You’ve just put out a video for the song “Sadiowitch,” which seems quite elaborately shot.
Oborn: This time we didn’t want to make an edit of old clips. We’ve done that a hundred times. We wanted to make an actual piece of film. We’re actually moving towards making a movie. We’ve always wanted to do stuff ourselves, but we made the decision that we really needed to approach someone who knows about filmmaking, to get stuff moving on an ideas level. So we met up with this director, Shazzula, who made a film called Black Mass Rising.
Buckingham: We saw that and we thought, “Great, she gets it.”
How on board do you get? Are you involved in synopsis, storyboarding?
Oborn: We pretty much gave her the idea for what we wanted, but tried to give her some free reign because the budget was quite limited. It was about improvising within the budget. I wanted a young witch and an old witch, the juxtaposition between the two. And there had to be an orgy, some hedonism, because the lyrics are about killing yourself through overindulgence.
It’s quite a sexy video, which makes me wonder, is Electric Wizard music for lovers?
Is it sex music?
Buckingham: [Emphatically] Yes.
Oborn: [Thinks] I don’t know…
I’m more thinking of your fans — do you know if they listen to you in the bedroom?
Oborn: Yeah, maybe…we’re a fleshy band. We’re not cold, or electronic.
Buckingham: [Gestures at Oborn] He’s a Scorpio — he won’t do anything if it doesn’t involve sex.
Oborn: [Laughs] We believe in the pleasures of the flesh, in all ways.
So in the long run, you’d like to make your own films — become a production company, almost?

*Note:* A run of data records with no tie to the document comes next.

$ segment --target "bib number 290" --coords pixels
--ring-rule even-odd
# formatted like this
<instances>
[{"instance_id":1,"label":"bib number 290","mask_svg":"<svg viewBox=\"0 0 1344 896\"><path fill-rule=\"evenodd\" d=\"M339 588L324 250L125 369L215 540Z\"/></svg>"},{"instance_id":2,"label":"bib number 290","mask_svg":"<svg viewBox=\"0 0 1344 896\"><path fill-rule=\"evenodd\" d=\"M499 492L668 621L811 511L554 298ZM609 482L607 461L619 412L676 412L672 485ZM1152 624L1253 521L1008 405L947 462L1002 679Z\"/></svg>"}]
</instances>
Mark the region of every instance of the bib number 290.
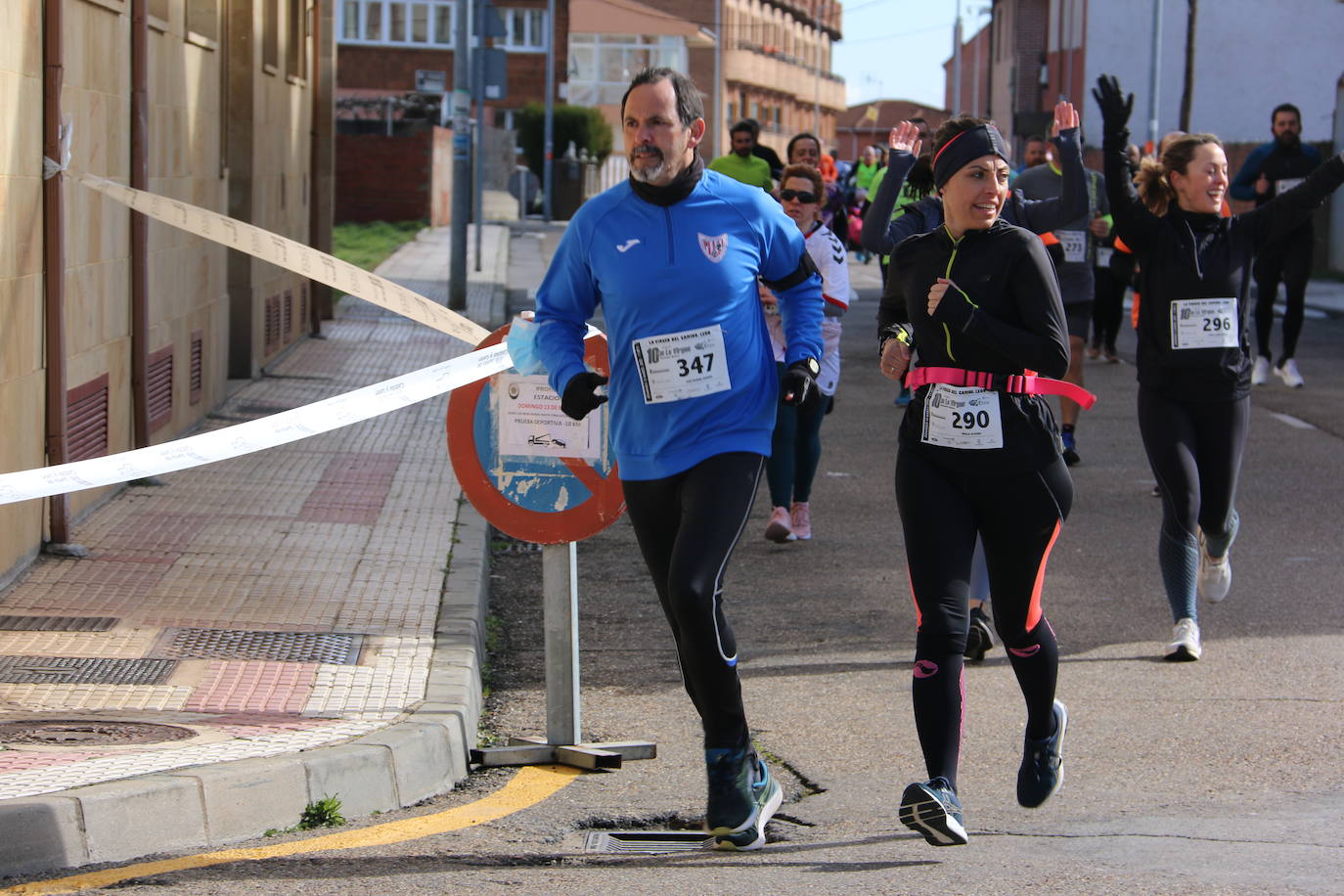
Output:
<instances>
[{"instance_id":1,"label":"bib number 290","mask_svg":"<svg viewBox=\"0 0 1344 896\"><path fill-rule=\"evenodd\" d=\"M952 429L986 430L989 429L989 411L953 411Z\"/></svg>"}]
</instances>

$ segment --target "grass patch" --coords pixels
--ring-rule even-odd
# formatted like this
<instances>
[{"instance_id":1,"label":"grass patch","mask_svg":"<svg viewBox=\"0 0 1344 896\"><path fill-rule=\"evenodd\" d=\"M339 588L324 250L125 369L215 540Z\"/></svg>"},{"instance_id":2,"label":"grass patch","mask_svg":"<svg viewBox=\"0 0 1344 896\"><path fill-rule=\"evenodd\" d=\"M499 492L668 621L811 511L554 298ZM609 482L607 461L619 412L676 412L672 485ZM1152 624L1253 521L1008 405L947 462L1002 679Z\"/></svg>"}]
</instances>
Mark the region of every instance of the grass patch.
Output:
<instances>
[{"instance_id":1,"label":"grass patch","mask_svg":"<svg viewBox=\"0 0 1344 896\"><path fill-rule=\"evenodd\" d=\"M332 227L332 254L356 267L374 270L427 226L426 220L336 224Z\"/></svg>"}]
</instances>

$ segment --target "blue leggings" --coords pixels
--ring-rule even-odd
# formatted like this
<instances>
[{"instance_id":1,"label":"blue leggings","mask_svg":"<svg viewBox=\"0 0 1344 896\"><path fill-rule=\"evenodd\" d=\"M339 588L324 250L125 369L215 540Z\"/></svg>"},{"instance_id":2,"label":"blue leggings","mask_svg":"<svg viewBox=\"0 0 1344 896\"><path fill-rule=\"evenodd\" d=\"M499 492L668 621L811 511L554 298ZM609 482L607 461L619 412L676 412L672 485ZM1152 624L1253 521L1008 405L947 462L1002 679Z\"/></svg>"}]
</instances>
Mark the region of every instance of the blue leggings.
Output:
<instances>
[{"instance_id":1,"label":"blue leggings","mask_svg":"<svg viewBox=\"0 0 1344 896\"><path fill-rule=\"evenodd\" d=\"M765 463L771 506L786 508L812 497L812 480L821 462L821 420L829 402L825 395L818 398L806 411L784 402L775 408L770 458Z\"/></svg>"},{"instance_id":2,"label":"blue leggings","mask_svg":"<svg viewBox=\"0 0 1344 896\"><path fill-rule=\"evenodd\" d=\"M1250 396L1231 402L1177 402L1138 388L1138 431L1163 490L1157 566L1172 621L1199 621L1195 609L1199 537L1208 552L1227 553L1241 524L1236 478L1250 429Z\"/></svg>"}]
</instances>

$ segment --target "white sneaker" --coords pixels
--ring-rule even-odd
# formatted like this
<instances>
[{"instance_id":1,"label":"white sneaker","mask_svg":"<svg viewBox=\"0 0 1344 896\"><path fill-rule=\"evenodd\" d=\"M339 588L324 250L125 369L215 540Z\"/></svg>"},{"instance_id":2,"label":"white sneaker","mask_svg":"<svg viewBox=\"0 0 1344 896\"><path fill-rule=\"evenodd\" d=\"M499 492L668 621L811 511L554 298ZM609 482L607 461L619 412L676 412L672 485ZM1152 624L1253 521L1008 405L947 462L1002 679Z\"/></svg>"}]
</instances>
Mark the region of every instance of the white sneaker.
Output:
<instances>
[{"instance_id":1,"label":"white sneaker","mask_svg":"<svg viewBox=\"0 0 1344 896\"><path fill-rule=\"evenodd\" d=\"M1199 533L1199 596L1210 603L1218 603L1227 596L1232 587L1232 560L1231 551L1216 560L1208 556L1204 547L1204 533Z\"/></svg>"},{"instance_id":2,"label":"white sneaker","mask_svg":"<svg viewBox=\"0 0 1344 896\"><path fill-rule=\"evenodd\" d=\"M1278 379L1284 380L1290 388L1302 388L1305 386L1302 375L1297 372L1297 360L1288 359L1282 364L1274 368L1274 373Z\"/></svg>"},{"instance_id":3,"label":"white sneaker","mask_svg":"<svg viewBox=\"0 0 1344 896\"><path fill-rule=\"evenodd\" d=\"M1168 662L1192 662L1204 653L1199 645L1199 626L1193 619L1185 617L1172 629L1172 642L1167 645L1163 660Z\"/></svg>"},{"instance_id":4,"label":"white sneaker","mask_svg":"<svg viewBox=\"0 0 1344 896\"><path fill-rule=\"evenodd\" d=\"M1257 355L1255 364L1251 367L1251 386L1265 386L1265 383L1269 383L1269 359Z\"/></svg>"}]
</instances>

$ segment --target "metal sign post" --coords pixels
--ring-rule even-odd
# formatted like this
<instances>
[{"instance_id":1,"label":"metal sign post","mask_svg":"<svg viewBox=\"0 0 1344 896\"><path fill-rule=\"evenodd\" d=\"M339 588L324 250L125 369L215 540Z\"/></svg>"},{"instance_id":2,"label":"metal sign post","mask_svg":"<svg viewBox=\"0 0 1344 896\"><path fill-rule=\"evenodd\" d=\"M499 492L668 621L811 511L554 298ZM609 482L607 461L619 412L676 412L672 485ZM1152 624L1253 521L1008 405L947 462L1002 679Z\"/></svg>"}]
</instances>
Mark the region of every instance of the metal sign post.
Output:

Oborn: That would be great. The band needs to progress on some level, rather than just becoming older and greyer. Why do we need to keep performing? It might be nice to withdraw, to make purely audio-visual work.
Would you score a film?
Oborn: I have already. It’s happened before. The film was called Holy Terror — it didn’t get much distribution, but you can get it on Amazon under the name Goregoyles, which is pretty dreadful. There’s a crummy framing story, but the actual film is really good — it’s predominantly got [2002 album] Let Us Prey as soundtrack. But it would be great to properly score something — we’ve got all these ideas for recording cues, these little shock cues for dramatic moments. Or you have the sad bit, the mysterious bit — different moods for different sections. That’s the next step for us, I think. Rock soundtracks are pretty much gone from cinema at the moment, but in the ’70s you used to hear a lot of that stuff. Or those crossover rock-classical soundtracks, like the Giallo stuff, where the bass and drums are really prominent. Modern cinema is boring for cues. Strings for the sad bits, stabs for the shock bits — so fucking predictable. It’s a rollercoaster technique. I watched Paranormal Activity the other night, and I’m like [gasps, jumps in his seat] all the way through. But at the end of the day, it’s a piece of crap.

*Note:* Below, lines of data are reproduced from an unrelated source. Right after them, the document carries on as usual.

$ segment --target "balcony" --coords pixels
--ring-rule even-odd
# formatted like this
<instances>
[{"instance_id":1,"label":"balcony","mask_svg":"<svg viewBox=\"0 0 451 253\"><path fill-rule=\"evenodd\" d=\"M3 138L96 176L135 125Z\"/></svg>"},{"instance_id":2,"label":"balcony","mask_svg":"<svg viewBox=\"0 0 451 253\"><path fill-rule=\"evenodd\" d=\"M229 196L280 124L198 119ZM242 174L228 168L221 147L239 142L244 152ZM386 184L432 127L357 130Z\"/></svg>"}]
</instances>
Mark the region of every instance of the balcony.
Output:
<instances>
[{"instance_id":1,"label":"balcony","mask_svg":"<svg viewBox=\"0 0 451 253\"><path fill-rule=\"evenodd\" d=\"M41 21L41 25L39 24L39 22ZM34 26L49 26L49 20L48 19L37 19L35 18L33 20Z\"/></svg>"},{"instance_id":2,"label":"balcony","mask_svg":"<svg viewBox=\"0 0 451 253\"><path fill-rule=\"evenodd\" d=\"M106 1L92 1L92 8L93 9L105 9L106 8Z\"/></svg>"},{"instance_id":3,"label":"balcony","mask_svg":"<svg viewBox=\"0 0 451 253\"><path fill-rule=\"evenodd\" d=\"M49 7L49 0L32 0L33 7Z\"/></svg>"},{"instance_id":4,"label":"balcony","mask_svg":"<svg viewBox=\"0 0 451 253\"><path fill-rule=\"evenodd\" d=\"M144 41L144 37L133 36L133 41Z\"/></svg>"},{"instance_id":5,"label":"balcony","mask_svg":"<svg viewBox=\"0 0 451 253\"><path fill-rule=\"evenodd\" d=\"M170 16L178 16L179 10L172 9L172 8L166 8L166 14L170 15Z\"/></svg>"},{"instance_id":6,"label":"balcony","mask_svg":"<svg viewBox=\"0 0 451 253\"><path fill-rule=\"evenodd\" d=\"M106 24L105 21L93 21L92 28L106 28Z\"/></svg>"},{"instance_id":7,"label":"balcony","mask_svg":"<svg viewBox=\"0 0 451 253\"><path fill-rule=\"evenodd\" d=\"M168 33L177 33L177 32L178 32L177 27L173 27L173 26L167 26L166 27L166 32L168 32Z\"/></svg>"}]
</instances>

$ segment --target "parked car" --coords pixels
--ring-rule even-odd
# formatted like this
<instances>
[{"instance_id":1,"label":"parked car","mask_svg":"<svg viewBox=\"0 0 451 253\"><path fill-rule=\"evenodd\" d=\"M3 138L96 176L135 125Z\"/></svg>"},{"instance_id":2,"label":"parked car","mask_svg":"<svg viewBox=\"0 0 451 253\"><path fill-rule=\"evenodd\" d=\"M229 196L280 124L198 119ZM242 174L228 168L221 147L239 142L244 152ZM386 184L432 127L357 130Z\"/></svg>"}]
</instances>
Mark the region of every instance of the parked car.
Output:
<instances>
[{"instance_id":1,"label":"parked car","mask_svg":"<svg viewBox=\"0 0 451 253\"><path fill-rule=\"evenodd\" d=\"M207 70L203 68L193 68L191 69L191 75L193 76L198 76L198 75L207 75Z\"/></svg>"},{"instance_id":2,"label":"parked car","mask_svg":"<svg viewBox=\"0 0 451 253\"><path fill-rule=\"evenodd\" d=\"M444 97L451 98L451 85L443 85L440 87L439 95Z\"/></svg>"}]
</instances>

So you’re off to Portugal at the weekend to play with Hawkwind — do you know those guys well?
Oborn: Coming from Winbourne, it was pretty much sacrilegious not to like Hawkwind. It was the second gig I ever went to, I’ve still got the patch on my jacket. But we’ve managed to upset them somehow.
Oborn: Well, we played a few gigs with them. Their lighting guy was doing a light show for us that was a bit extreme, in the opinion of some of the people in the band. And then we got pulled off stage by the local council. It was a bit of a debacle, if I’m honest.
Buckingham: There were children there. As soon as our videos started playing, the whole town was in uproar. They pulled us off stage in the second song.
Oborn: So now half of Hawkwind love us more than ever, and the other half think we’re depraved maniacs.
Seems like a vote of confidence to me.
Oborn: [laughs] I’m prepared to take it on the chin.